VERNAL — A coalition of public health and conservation groups is suing the Environmental Protection Agency, asserting it is failing to protect the Uintah Basin from high levels of air pollution.
“Smog is a serious public health threat,” said Dr. Brian Moench of Utah Physicians for a Healthy Environment. “We have to confront this serious air quality problem if we have any chance of providing a clean, healthy future for our children and communities.”
The suit, filed Friday by Earthjustice on behalf of WildEarth Guardians, Utah Physicians for a Healthy Environment and the Southern Utah Wilderness Alliance, challenges the EPA’s failure to declare that the Uintah Basin is violating federal health standards that limit concentrations of ground-level ozone in the air. Ground-level ozone forms when pollution from tailpipes and smokestacks interacts with sunlight.

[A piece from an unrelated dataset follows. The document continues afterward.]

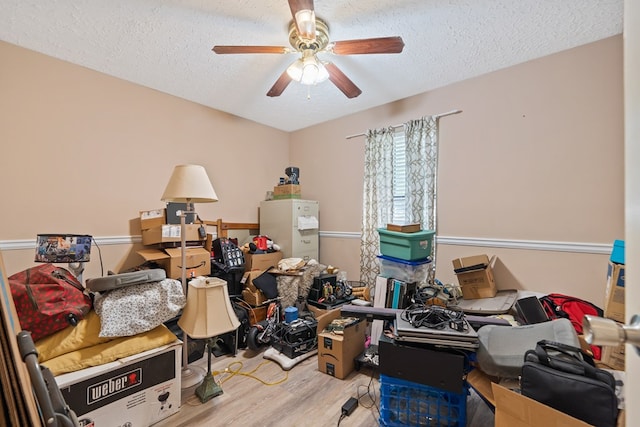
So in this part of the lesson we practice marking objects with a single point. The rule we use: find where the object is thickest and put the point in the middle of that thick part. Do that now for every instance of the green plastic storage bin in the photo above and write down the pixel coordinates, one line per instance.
(406, 246)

Although usually a big city problem, monitors in Uintah County in the rural Uintah Basin of northeastern Utah have recorded ground-level ozone levels as high as large cities like Los Angeles or Houston.
“The Uintah Basin is home to some of the worst ground-level ozone pollution in the nation,” said Earthjustice staff attorney Robin Cooley who is representing the groups in court.
Despite monitoring showing violations of ground-level ozone standards, EPA did not designate the Uintah Basin as a “nonattainment area," but instead said it was “unclassifiable.”
The groups’ challenge seeks EPA reconsideration and court review in the U.S. Court of Appeals for the D.C. Circuit concerning EPA’s decision, which was issued in May.
The suit comes even as the EPA is partnering with multiple agencies in the largest air pollution study conducted in Utah costing $5.5 million to get at the root of the ozone problem.
"Our feeling is that they already have data in hand to make a decision," Moench said. "The longer they put this off, the more real health consequences there will be. ... Why they are not acting on it to us seems inexplicable."
Monitoring data in the Uintah Basin collected between 2009 and 2011 shows violations of federal health limits on ground-level ozone, which are set at 75 parts per billion. In 2010 and 2011, ozone levels rose as high as 121 parts per billion and 139 parts per billion, respectively. However, during this last winter, which was unusually mild and devoid of much snow cover, the state Division of Air Quality said federal standards were never exceeded.